Die Motion will an den gebundenen Ausgaben explizit nichts ändern. Wenn das Ausgabenwachstum in Bereichen mit fixen Ausgaben jedoch weiterhin nicht eingeschränkt werden soll, bleibt letztlich nur ein Weg, um Defizite zu decken und die Schuldenbremse einzuhalten: höhere Steuern und Abgaben. Ist das nicht gewollt, müssen die gesetzlichen Ausgabenbindungen abgebaut werden (wie das z.B. eine andere Motion der FK-N fordert (17.3259)).
Was fordert economiesuisse?
Im Interesse eines gesunden und qualitativ guten Haushalts fordert economiesuisse seit Jahren mehr Flexibilität bei den gebundenen Ausgaben (z.B. im dossierpolitik zur aktuellen Legislaturfinanzplanung).
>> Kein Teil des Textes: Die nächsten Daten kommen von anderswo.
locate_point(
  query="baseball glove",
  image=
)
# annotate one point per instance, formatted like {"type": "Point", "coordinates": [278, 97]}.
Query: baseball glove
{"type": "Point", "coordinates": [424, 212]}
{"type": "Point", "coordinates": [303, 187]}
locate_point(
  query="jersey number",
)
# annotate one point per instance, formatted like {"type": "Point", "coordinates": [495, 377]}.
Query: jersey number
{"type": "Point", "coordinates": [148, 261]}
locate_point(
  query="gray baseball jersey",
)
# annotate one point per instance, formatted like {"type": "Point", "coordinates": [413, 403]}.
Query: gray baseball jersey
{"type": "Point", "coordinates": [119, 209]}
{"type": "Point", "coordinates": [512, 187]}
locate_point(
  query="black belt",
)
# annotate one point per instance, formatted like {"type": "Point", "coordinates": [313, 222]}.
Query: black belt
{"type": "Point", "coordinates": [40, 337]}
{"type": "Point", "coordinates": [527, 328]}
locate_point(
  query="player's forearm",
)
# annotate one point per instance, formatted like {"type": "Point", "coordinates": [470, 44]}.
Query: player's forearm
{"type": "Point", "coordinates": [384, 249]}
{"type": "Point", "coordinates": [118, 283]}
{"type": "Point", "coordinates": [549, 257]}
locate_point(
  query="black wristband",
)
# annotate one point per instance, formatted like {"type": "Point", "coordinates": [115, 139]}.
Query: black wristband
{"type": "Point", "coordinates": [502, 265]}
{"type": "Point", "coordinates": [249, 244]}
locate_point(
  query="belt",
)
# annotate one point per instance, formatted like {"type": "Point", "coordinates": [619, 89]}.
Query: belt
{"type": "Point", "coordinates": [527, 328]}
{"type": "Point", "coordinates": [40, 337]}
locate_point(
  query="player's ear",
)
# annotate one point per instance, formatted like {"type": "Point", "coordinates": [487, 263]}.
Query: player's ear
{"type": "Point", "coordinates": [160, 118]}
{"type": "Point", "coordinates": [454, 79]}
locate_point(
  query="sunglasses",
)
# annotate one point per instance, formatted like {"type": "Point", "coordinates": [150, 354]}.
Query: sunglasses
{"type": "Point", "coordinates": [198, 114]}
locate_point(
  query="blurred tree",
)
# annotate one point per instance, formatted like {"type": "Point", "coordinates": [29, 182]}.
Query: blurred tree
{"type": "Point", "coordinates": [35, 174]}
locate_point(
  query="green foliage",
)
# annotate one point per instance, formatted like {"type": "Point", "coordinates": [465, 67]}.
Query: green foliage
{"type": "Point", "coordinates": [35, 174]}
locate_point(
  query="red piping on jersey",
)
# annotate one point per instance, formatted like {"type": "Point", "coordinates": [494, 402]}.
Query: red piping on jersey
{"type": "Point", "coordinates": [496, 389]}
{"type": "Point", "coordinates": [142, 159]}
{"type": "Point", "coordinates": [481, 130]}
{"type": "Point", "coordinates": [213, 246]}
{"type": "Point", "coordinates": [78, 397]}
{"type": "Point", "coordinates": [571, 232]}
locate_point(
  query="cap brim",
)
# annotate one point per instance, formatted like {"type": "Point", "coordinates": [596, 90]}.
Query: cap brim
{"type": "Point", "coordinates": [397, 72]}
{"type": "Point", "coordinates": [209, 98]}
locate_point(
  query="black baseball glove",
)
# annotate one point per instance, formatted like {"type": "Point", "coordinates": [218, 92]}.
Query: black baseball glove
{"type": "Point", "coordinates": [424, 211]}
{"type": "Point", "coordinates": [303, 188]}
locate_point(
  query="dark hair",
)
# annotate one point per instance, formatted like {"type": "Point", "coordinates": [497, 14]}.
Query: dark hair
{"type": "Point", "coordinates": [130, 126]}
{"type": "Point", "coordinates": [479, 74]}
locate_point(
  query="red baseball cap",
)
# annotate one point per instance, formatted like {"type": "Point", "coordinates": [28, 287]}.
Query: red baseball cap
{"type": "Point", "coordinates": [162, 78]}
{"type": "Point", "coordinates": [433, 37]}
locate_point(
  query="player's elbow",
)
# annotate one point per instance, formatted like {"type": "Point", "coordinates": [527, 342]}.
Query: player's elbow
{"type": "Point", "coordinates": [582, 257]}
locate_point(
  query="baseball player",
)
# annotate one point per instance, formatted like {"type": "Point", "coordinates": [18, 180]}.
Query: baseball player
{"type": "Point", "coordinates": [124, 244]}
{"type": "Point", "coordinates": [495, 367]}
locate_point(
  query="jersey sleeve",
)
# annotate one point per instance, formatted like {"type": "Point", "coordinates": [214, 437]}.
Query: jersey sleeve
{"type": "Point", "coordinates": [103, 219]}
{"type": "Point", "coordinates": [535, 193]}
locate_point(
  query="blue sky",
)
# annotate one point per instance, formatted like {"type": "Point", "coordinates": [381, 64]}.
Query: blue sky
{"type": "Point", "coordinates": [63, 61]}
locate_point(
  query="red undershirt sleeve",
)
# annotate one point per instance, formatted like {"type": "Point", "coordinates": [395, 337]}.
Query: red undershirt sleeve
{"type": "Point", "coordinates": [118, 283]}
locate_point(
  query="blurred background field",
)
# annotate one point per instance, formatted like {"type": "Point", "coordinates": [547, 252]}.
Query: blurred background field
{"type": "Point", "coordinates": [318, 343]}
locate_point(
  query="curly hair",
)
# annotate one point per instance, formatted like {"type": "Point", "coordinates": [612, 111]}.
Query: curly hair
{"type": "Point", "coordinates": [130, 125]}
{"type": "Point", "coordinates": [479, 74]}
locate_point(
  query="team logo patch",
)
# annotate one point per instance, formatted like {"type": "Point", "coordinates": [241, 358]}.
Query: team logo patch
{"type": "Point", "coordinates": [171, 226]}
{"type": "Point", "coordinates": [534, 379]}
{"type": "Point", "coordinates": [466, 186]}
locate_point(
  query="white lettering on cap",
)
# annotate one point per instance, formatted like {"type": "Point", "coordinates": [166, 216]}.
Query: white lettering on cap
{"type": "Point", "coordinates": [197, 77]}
Konkrete Vorschläge sind:
- Auf neue Ausgabenbindungen ist künftig zu verzichten. Die faktische Erhöhung des Bundesbeitrags an die AHV im Rahmen der Altersvorsorgereform 2020, über welche das Volk am 24. September 2017 abstimmen wird, ist einer der Gründe, der gegen die Vorlage spricht.
- Bestehende Ausgabenbindungen sollen überprüft und aufgehoben oder abgeschwächt werden. Dies insbesondere dort, wo Ausgabenbindungen Mittel für andere Aufgaben verdrängen.
- Bei Fonds, die vom Bund gespiesen werden, sind bei den Einlagen Maximalbeträge vorzusehen. Dies auch, wenn Teile der Einlagen durch spezielle Einnahmen finanziert werden (Zweckfinanzierungen).
- Die AHV ist, wie die IV, vom Bundeshaushalt zu entkoppeln (Bindung AHV-Beitrag an die MwSt.-Einnahmen).
- Die grossen mehrjährigen Finanzbeschlüsse (Zahlungsrahmen) sind als maximales Ausgabendach zu verstehen und geben keinen Anspruch auf volle Ausschöpfung der Mittel.